The basic syntax for a URN is defined using the Augmented Backus-Naur Form (ABNF) as specified in [RFC5234]. Rules not defined here (specifically: alphanum, fragment, and pchar) are defined as part of the URI syntax [RFC3986] and used here to point out the syntactic relationship with the terms used there. The definitions of some of the terms used below are not comprehensive; additional restrictions are imposed by the prose that can be found in sections of this document that are specific to those terms (especially r-component in Section 2.3.1 and q-component in Section 2.3.2).
namestring = assigned-name
[ rq-components ]
[ "#" f-component ]
assigned-name = "urn" ":" NID ":" NSS
NID = (alphanum) 0*30(ldh) (alphanum)
ldh = alphanum / "-"
NSS = pchar *(pchar / "/")
rq-components = [ "?+" r-component ]
[ "?=" q-component ]
r-component = pchar *( pchar / "/" / "?" )
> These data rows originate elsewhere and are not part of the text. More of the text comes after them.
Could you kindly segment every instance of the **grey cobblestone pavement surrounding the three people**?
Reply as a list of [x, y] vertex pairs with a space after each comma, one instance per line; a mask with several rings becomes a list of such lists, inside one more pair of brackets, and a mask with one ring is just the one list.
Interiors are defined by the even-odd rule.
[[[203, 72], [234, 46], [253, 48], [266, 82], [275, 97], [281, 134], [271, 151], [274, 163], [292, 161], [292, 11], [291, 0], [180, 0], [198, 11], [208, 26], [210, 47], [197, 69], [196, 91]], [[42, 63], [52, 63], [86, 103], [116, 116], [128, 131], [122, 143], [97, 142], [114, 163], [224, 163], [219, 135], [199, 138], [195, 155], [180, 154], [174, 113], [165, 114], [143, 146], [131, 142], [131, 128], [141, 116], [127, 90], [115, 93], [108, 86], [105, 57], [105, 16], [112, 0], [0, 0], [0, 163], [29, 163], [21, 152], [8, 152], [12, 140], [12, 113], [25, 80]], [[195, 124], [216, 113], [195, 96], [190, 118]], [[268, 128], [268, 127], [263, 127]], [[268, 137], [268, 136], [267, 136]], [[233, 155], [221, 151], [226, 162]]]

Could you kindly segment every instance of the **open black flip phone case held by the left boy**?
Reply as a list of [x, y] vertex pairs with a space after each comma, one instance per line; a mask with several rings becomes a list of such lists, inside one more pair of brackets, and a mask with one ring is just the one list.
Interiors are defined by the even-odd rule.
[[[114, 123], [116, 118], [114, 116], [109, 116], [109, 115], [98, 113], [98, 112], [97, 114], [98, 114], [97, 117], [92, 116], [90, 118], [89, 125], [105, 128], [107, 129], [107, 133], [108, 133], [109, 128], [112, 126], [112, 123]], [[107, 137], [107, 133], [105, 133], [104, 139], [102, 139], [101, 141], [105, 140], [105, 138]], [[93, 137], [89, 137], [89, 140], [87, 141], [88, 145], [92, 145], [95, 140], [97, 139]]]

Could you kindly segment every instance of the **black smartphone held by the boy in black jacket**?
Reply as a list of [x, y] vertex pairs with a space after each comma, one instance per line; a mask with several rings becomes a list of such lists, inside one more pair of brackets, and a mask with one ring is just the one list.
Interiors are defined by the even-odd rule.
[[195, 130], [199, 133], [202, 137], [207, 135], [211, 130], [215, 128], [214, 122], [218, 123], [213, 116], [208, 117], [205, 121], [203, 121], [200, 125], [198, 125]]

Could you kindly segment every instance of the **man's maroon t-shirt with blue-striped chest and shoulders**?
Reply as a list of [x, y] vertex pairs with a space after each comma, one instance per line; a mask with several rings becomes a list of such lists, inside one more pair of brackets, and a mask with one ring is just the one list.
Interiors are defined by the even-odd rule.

q-component = pchar *( pchar / "/" / "?" )
f-component = fragment
The question mark character "?" can be used without percent-encoding inside r-components, q-components, and f-components. Other than inside those components, a "?" that is not immediately followed by "=" or "+" is not defined for URNs and SHOULD be treated as a syntax error by URN-specific parsers and other processors.
The following sections provide additional information about the syntactic elements of URNs.